Government plans to speed through regulations banning compilation and use of blacklists that victimise union members
New legislation banning the use of secret blacklists that victimise union members is to be brought in the by the government.
Business secretary Lord Mandelson said the recent evidence of blacklisting in the construction industry, uncovered by the Information Commissioner, had highlighted the need for change.
Under the Employment Relations Act 1999, the government has the power to introduce regulations prohibiting the blacklisting of workers for their union membership or activities.
“There is already legal protection against the misuse of people's personal details,” Mandelson said. “We now plan to strengthen the law by introducing new regulations to outlaw the compilation, dissemination and use of blacklists in this way.”
The news follows last week's demonstration held by construction workers at the Olympic park site on 6 May. They had demanded, among other things, a ban on blacklists, and later descended on parliament to call for an early day motion to bring in legislation banning their use.

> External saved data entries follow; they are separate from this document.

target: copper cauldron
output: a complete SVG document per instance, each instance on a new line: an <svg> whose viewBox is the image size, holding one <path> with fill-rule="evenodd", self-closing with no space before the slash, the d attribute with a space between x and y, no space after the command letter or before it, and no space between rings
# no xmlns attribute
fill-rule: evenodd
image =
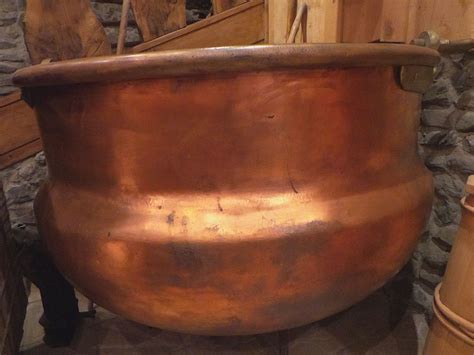
<svg viewBox="0 0 474 355"><path fill-rule="evenodd" d="M429 215L417 91L438 59L282 45L22 69L50 172L42 237L85 295L151 326L251 334L343 310Z"/></svg>

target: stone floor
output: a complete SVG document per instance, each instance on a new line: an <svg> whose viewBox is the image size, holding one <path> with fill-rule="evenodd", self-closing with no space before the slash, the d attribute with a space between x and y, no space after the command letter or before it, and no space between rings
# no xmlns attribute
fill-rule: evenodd
<svg viewBox="0 0 474 355"><path fill-rule="evenodd" d="M87 300L80 297L81 308ZM22 354L420 354L428 330L425 317L399 307L386 289L326 320L250 337L199 337L127 321L102 308L85 319L69 348L41 344L41 302L30 297Z"/></svg>

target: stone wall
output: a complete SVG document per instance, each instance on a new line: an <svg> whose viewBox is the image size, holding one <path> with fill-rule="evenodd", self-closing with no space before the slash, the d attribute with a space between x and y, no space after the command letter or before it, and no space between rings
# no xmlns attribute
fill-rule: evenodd
<svg viewBox="0 0 474 355"><path fill-rule="evenodd" d="M38 238L33 199L46 177L47 167L43 152L0 171L0 182L3 181L12 230L20 242Z"/></svg>
<svg viewBox="0 0 474 355"><path fill-rule="evenodd" d="M435 200L413 257L414 300L431 312L461 218L460 199L474 174L474 51L445 55L423 98L419 150L433 172Z"/></svg>
<svg viewBox="0 0 474 355"><path fill-rule="evenodd" d="M15 90L12 74L29 64L23 41L23 0L0 1L0 95Z"/></svg>
<svg viewBox="0 0 474 355"><path fill-rule="evenodd" d="M187 10L188 22L205 17L210 8L209 0L188 1L188 5L200 6ZM112 43L116 43L120 5L101 0L93 1L93 7ZM6 39L3 31L0 35L0 73L3 65L11 71L11 68L27 64L20 26L22 9L20 0L2 0L0 4L0 26L8 29ZM129 22L127 40L133 44L140 38L133 17ZM3 45L5 41L11 43ZM1 49L12 43L15 47ZM0 74L0 80L6 80L9 75ZM431 310L433 289L444 273L460 220L459 200L464 182L469 174L474 174L473 86L474 54L452 54L443 58L436 82L423 99L419 150L434 174L436 196L430 222L412 258L413 274L410 277L413 278L414 303L427 313ZM11 89L6 81L0 81L0 93ZM17 238L37 237L33 198L46 175L42 153L0 172Z"/></svg>

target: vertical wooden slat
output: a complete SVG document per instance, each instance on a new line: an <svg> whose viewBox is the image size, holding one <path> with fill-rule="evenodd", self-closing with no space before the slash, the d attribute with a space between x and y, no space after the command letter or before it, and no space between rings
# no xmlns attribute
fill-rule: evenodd
<svg viewBox="0 0 474 355"><path fill-rule="evenodd" d="M379 39L382 42L406 42L411 1L383 0L382 23L379 35Z"/></svg>
<svg viewBox="0 0 474 355"><path fill-rule="evenodd" d="M344 0L343 42L405 42L416 0Z"/></svg>
<svg viewBox="0 0 474 355"><path fill-rule="evenodd" d="M131 0L145 42L186 26L185 0Z"/></svg>
<svg viewBox="0 0 474 355"><path fill-rule="evenodd" d="M229 10L237 5L246 3L248 0L212 0L212 8L215 14Z"/></svg>
<svg viewBox="0 0 474 355"><path fill-rule="evenodd" d="M379 38L382 0L344 0L342 41L372 42Z"/></svg>
<svg viewBox="0 0 474 355"><path fill-rule="evenodd" d="M408 5L408 26L407 26L406 42L412 41L414 38L416 38L420 34L417 29L419 6L420 6L420 0L411 0Z"/></svg>
<svg viewBox="0 0 474 355"><path fill-rule="evenodd" d="M335 43L341 39L342 0L300 0L307 4L306 43Z"/></svg>
<svg viewBox="0 0 474 355"><path fill-rule="evenodd" d="M297 0L268 0L269 43L286 43L296 16L296 6Z"/></svg>

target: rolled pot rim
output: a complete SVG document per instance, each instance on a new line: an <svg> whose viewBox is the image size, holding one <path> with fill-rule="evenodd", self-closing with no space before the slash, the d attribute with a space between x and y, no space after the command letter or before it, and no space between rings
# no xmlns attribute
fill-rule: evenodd
<svg viewBox="0 0 474 355"><path fill-rule="evenodd" d="M34 87L230 72L435 66L439 58L439 53L435 50L405 44L331 43L212 47L37 64L17 70L13 83L20 87Z"/></svg>

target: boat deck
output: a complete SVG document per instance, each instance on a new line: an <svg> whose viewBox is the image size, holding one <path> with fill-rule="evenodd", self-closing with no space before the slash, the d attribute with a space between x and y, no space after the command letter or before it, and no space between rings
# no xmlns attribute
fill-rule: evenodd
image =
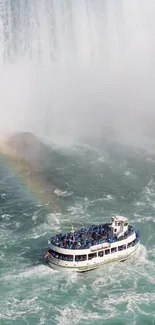
<svg viewBox="0 0 155 325"><path fill-rule="evenodd" d="M129 225L128 231L124 233L124 236L118 238L117 235L112 236L111 223L106 223L81 228L78 231L67 234L58 234L51 237L50 242L54 246L66 249L88 249L90 246L123 240L134 231L134 228Z"/></svg>

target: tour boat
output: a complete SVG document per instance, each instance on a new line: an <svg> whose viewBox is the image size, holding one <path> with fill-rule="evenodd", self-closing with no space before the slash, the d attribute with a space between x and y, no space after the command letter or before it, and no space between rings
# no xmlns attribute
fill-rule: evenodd
<svg viewBox="0 0 155 325"><path fill-rule="evenodd" d="M111 223L91 225L48 240L45 255L56 270L86 272L114 261L125 261L137 250L140 234L123 216L112 217Z"/></svg>

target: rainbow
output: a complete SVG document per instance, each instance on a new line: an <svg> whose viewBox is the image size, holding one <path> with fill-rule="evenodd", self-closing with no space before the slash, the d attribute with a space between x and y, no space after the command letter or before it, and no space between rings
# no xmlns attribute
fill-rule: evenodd
<svg viewBox="0 0 155 325"><path fill-rule="evenodd" d="M19 158L6 139L0 141L0 155L5 167L17 175L19 182L32 194L34 201L39 200L49 212L60 212L57 198L53 191L47 191L47 184L41 174L32 170L27 161Z"/></svg>

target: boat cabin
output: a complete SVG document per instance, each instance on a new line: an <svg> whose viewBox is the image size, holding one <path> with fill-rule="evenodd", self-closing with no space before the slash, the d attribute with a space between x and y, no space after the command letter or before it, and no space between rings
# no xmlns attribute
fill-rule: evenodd
<svg viewBox="0 0 155 325"><path fill-rule="evenodd" d="M123 236L124 233L128 232L128 219L123 216L112 217L112 236L117 236L118 238Z"/></svg>

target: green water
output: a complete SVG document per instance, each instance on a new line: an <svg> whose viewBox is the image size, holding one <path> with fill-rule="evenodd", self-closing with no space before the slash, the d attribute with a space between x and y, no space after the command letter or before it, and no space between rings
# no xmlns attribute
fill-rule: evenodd
<svg viewBox="0 0 155 325"><path fill-rule="evenodd" d="M155 324L154 154L118 145L55 149L53 210L8 166L1 159L0 324ZM132 260L85 274L45 264L49 236L114 213L140 230Z"/></svg>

The government will launch a consultation in the early summer on revised regulations, enabling interested parties to give feedback on how the regulations can be improved.
Ministers intend to seek parliamentary approval for the regulations in the autumn and implement them urgently as soon as possible.
TUC general secretary Brendan Barber said: “It is outrageous that unscrupulous employers have been victimising trade unionists through shady blacklisting practices that have no place in a democratic society.
“I am glad that the government is now consulting speedily on this issue which will, I hope, lead to quick and effective action to outlaw this utterly unacceptable practice.”